A few years ago, there was a big looting investigation just across the border in Oregon’s Klamath County.

“I called two Oregon state police officers who have worked on looting cases,” says Sullivan. “They said, ‘Oh yeah, that looks like looters.’ ” Sullivan said the officers told him that looters often work at night and remove the dirt from the dig site for processing, which is what the diggers did on Mount Shasta.

But the Forest Service disagrees with Sullivan’s sources. They said there aren’t many Native American artifacts on the mountain because it’s a sacred site, so tools and ceremonial items would have been packed out.

The Forest Service has its own theory about what the diggers were looking for.

Does it Just Come Down to Gold?

“Somebody was doing some mining,” says Carolyn Napper, the district ranger for the Shasta McCloud management unit of the Shasta-Trinity National Forest. She says the diggers were looking for gold, and that someone was eventually prosecuted for digging the hole.

A sign advertises gold panning in Yreka, a city north of Mount Shasta. The Forest Service says that the diggers were looking for gold on the mountain, even though the volcanic geology of the area makes it unlikely that they found any. (Cat Schuknecht/KQED)

It wouldn’t be totally unprecedented; there is a history of Gold Rush-era mining in the area. But Napper says it isn’t likely that there’s any gold where the hole was, due to the volcanic geology of that part of the mountain.

“It's somewhat far-fetched that it would be a mining claim in this area, but probably stranger things have happened,” says Napper. “It's the beauty of Mount Shasta.”

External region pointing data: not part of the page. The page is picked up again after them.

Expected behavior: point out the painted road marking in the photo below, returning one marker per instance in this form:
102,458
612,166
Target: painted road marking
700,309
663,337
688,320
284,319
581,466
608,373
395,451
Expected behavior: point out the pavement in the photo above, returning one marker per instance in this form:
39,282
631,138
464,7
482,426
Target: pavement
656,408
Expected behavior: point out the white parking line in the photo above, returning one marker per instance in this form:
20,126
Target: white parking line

No matter what the diggers were looking for — an underground world, Native American artifacts, or gold — Sullivan isn’t ready to let go of the mystery.

“There [are] always going to be questions — are any of these people telling the truth?” says Sullivan, who sees the hole as a kind of Rorschach test for people in Mount Shasta.

“It's a perfect blank slate for people to project,” he says. “Every conceivable thing that a person would look for is at the bottom of that hole, to somebody.”

Sullivan is still working on his documentary film about the hole, but he likes the idea of it ending mysteriously.

“I don't know if any one answer could live up to the whole mystery of it,” says Sullivan. “Answers are disappointing, aren't they?”